Longtemps ignorée en France, car suspectée d'irrationalisme, la « dernière philosophie » de Schelling commence à être mieux connue. C'est ainsi qu'une équipe (G.D.R. Schellingiana-C.N.R.S.) entraînée par Jean-François Courtine et Jean-François Marquet a proposé une nouvelle version du Cours d'introduction à la philosophie de la mythologie (Gallimard, 1998), initialement traduit par Samuel Jankélévitch (en 1946), tandis que Alain Pernet a traduit aux éditions Jérôme Millon les Leçons inédites sur la philosophie de la mythologie (1997). Certes, les travaux du père Xavier Tilliette, de Miklos Vetö et des traducteurs susnommés avaient déjà permis d'y voir plus clair dans le gigantesque chantier d'une pensée qui ne cessa de chercher ses formulations au cours d'une très longue carrière (né en 1775, Schelling meurt en 1854). L'omniprésence de la mythologie, ou de la religion en général, dans l'itinéraire du penseur, fait plus qu'attester une curiosité pour un objet particulier : la réflexion sur la mythologie est consubstantielle aux ambitions d'une pensée tout entière mue par le désir de trouver, sous les constructions de l'esprit les plus sophistiquées qu'offre la philosophie depuis Platon et Aristote, un « acte pur d'exister » qui soit irréductible à tout englobement dans les spéculations de la raison.

Constituer une « philosophie de la mythologie » est une entreprise qui peut sembler paradoxale si l'on se rappelle l'hostilité des philosophes tant grecs que chrétiens, sans parler de la philosophie des Lumières, à l'égard de la mythologie. Schelling consacrera les dix premières leçons (Introduction historico-critique), données à Munich de 1827 jusqu'en 1841 et reprises à Berlin de 1841 à 1846, à essayer d'en dégager la nécessité et d'en décrire les méthodes. C'est cette introduction que l'on retrouve avant tout développée dans les versions de deux cours inédits donnés à Munich en 1836 et à Berlin en 1842, et publiés pour la première fois en 1996. C'est encore à ce texte qu'Ernst Cassirer se référera avec admiration pour asseoir scientifiquement une « philosophie de la mythologie » dans le second volume de La Philosophie des formes symboliques.

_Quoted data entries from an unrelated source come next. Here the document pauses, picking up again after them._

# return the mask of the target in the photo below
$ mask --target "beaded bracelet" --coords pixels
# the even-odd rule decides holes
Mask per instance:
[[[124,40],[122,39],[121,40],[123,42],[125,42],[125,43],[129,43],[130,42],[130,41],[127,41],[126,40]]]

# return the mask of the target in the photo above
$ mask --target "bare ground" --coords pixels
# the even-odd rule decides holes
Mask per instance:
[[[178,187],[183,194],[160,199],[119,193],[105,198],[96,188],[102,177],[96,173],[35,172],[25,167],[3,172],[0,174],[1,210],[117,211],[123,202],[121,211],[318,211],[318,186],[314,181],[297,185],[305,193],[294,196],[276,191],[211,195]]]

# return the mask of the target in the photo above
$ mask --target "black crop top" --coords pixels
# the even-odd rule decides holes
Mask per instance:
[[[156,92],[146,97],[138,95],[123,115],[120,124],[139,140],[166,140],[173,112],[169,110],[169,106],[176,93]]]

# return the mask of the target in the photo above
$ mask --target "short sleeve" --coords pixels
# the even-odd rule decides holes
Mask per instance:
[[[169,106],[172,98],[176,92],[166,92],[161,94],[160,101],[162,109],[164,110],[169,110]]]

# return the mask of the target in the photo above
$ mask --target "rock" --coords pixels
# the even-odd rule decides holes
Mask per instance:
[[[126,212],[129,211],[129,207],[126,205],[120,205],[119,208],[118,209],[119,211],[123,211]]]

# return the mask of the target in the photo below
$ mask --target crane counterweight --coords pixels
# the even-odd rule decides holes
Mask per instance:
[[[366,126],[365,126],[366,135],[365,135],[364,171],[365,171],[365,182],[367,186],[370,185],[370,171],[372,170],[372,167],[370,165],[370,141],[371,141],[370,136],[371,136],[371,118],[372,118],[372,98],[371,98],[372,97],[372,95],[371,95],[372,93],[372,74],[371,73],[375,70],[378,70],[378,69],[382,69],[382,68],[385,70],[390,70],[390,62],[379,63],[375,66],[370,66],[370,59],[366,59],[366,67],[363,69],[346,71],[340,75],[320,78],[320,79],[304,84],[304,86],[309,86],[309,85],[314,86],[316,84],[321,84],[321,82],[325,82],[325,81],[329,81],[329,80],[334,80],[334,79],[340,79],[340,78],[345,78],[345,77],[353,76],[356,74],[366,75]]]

La philosophie de la mythologie n'est pas une philosophie sur la mythologie, elle ne cherche pas non plus à tirer une philosophie de la mythologie, ni à appliquer une philosophie à la mythologie. Plus modestement, en apparence, elle veut laisser la mythologie se déployer et dire sa vérité sans aucunement la référer à des causes extérieures, qu'elles soient naturelles ou transcendantes. L'auteur se livre à une critique fort précise de toutes les interprétations allégorisantes (évhéméristes, naturalistes ou poétiques) des mythes, qui ont pour point commun de rapporter la teneur des discours mythologiques à autre chose qu'elle-même. Trois grands groupes d'interprétations sont passés au crible : celle qui refuse toute vérité à la mythologie (soit parce qu'elle ne serait que poésie, soit parce qu'elle serait absurde et « engendrée par l'ignorance »), celle qui consent à voir en elle une certaine part de vérité (soit comme « le vêtement et l'enveloppe » d'une vérité historique ou d'une vérité physique, soit comme « la mécompréhension ou la déformation » d'une vérité scientifique ou d'une vérité religieuse), enfin, celle, proprement schellingienne, qui dit que « dans la mythologie comme telle, comme processus, comme polythéisme successif, il y a de la vérité ». Dans la huitième leçon, Schelling introduit la notion de tautégorie empruntée au poète britannique Coleridge : « la mythologie n'est pas allégorique, elle est tautégorique. Pour elle, les dieux sont des êtres qui[...]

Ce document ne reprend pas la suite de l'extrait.